Walk into Bridget Dornbirer's spic-and-span warehouse this spring, and you'll feel like you've discovered the Garden of Eden. Children's clothing swings from the racks like a zillion lollipops on hangers, all raging with color, blooming with itsy-bitsy, teeny-weeny details of lace and ribbons, and cute beyond belief. Some mothers become blubbering fools at the very sight of it. But the best part of Petite Patoot Warehouse is that the jewels are all heavily discounted new and gently used items from upscale boutiques. Be sure to shop early, though: The warehouse is only open on Fridays and Saturdays while the inventory lasts, so dry your tears and park your patoot.

Deb Henriksen's motto is "For the Core, From the Core," and few designers keep it as real as she does. The former environmental scientist gave up her good day job to pursue her fashion dreams full time -- and we're lucky she did. Her first designs were clever, well-made screen-printed T-shirts that featured, most memorably, a cat skull and crossbones. But in the last year, she's branched out into a full line of made-to-measure treasures, offered at her Equillibrium showroom/boutique. Henriksen admires Betsey Johnson, and her new dresses and skirts reflect that sensibility: Simple, clean lines meet punk-rock ruffles. That's hard core.
When Lynne Bruning walks into a room, you can't miss the former-architect-turned-fashion-designer. Her outrageous, over-the-top fashions just scream out for people to come and investigate. Start with her key skirt: Unadorned, it would just be a simple, denim mini. But with more than 500 keys sewn onto it -- not all, she swears, are to the homes of ex-boyfriends -- the skirt becomes a walking piece of art and music. The duster takes on new meaning in her hands: She weaves them with surveyor's marking line -- yes, the green and pink string you buy at Home Depot -- and El wire. Talk about a neon extravaganza. But Bruning is at her best when she turns to her simple, elegant, bias-cut dresses. The flowing gowns won her top prizes during last year's Fashion Group International of Denver competition and resulted in an internship with New York designer David Rodriguez. Way to sew!

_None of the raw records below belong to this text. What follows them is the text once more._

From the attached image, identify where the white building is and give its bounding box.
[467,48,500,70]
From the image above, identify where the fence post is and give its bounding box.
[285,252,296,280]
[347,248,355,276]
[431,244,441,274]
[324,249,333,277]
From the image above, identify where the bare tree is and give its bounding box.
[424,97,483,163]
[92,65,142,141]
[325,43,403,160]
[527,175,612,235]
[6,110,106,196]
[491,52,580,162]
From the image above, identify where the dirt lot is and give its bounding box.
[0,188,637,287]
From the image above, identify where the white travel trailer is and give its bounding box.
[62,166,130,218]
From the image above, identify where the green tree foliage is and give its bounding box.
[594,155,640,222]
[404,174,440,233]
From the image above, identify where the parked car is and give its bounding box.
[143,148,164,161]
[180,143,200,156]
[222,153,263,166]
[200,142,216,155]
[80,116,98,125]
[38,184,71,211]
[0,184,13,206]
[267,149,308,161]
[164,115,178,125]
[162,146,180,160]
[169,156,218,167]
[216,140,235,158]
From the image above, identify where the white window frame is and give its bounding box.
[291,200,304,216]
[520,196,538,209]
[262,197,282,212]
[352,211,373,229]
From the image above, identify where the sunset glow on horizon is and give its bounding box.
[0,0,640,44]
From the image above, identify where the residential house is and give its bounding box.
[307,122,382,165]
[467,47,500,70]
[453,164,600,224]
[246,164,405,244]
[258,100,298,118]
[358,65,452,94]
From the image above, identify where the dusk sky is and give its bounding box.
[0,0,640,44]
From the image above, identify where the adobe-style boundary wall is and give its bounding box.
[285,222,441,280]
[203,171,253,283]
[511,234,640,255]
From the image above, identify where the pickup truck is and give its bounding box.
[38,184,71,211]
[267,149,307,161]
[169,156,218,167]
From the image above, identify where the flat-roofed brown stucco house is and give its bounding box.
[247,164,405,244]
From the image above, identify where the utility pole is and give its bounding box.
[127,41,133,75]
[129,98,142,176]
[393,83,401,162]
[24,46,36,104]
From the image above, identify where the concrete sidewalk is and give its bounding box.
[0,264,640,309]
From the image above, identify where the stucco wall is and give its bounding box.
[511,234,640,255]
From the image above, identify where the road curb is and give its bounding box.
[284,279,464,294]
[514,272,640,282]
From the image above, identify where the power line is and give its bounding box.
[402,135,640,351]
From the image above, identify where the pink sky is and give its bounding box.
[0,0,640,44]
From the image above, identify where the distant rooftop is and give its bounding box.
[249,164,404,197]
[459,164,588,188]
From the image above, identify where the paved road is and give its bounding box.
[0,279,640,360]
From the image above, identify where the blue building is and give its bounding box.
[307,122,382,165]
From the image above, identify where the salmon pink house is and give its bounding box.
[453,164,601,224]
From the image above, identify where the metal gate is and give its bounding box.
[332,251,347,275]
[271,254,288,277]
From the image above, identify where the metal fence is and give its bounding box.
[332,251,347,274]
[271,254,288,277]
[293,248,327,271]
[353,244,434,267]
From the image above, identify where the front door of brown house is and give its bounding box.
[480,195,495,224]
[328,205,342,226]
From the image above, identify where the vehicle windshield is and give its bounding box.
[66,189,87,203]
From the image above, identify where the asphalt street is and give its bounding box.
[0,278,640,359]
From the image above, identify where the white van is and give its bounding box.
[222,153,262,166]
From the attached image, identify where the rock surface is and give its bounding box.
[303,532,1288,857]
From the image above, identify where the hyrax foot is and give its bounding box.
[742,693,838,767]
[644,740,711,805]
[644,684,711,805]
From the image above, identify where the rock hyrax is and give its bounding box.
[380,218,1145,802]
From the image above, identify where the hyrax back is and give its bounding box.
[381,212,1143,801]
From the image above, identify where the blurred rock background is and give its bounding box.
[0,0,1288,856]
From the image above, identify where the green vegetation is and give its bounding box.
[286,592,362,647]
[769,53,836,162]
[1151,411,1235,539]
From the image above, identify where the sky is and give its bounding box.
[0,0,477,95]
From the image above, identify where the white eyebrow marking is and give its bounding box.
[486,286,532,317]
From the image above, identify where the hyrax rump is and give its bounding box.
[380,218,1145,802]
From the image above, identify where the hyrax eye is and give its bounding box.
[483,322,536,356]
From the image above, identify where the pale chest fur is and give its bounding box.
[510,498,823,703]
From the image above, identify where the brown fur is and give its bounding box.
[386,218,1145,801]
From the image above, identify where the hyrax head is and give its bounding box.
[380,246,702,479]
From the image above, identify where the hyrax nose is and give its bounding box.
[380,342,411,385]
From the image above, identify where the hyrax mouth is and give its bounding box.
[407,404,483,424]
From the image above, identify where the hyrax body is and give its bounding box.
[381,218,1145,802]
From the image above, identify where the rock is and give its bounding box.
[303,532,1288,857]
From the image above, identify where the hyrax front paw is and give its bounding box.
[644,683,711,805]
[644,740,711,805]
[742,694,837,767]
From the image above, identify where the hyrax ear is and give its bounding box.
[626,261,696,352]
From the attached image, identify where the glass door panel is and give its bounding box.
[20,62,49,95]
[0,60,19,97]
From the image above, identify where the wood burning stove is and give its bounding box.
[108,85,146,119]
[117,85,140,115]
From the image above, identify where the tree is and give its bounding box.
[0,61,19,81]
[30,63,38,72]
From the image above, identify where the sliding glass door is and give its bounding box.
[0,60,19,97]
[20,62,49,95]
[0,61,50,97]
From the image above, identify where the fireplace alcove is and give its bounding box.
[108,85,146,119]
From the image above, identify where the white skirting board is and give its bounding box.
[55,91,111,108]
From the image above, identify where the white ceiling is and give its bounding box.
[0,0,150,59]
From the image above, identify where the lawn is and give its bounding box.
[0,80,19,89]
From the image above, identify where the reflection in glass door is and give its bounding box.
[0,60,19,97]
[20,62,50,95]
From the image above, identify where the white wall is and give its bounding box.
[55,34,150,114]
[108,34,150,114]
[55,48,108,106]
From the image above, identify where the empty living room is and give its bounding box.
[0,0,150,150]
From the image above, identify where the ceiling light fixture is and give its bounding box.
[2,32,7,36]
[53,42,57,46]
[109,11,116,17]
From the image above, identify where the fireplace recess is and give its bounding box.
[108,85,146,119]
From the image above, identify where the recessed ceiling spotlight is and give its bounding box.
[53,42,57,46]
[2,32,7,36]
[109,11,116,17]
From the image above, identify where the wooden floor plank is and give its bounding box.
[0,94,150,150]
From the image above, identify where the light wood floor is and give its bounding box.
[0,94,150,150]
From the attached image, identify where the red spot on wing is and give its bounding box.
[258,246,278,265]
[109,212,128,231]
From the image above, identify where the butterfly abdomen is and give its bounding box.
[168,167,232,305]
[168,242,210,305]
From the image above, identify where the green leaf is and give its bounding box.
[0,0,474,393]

Fashion's obsession with all things rockabilly is long over, but Crown Mercantile still carries a wide selection of retro-inspired bowling shirts, from the understated to the full-on psycho-billy. Don't forget the witty T-shirts to go under them, or the excellent accessories to finish off the look. And for the ladies waiting for their stray (straight-gay) to stop preening, there's a host of smart skirts, blouses and housewares to peruse. Good style never goes out of fashion.
Minerva's Hat and Fashion Boutique is the ultimate window-shopping experience. You may not always go in, but it's always worth stopping and gawking at owner Minerva Smith's glorious selection of hats, including everything from show-stopping Sunday bests to African kufis. If you don't stop in and admire the exquisite handiwork, however, you're most certainly missing out. But be warned: Minerva's is known to induce fantasies of being as chic and turned-out as Greta Garbo or Dorothy Dandridge.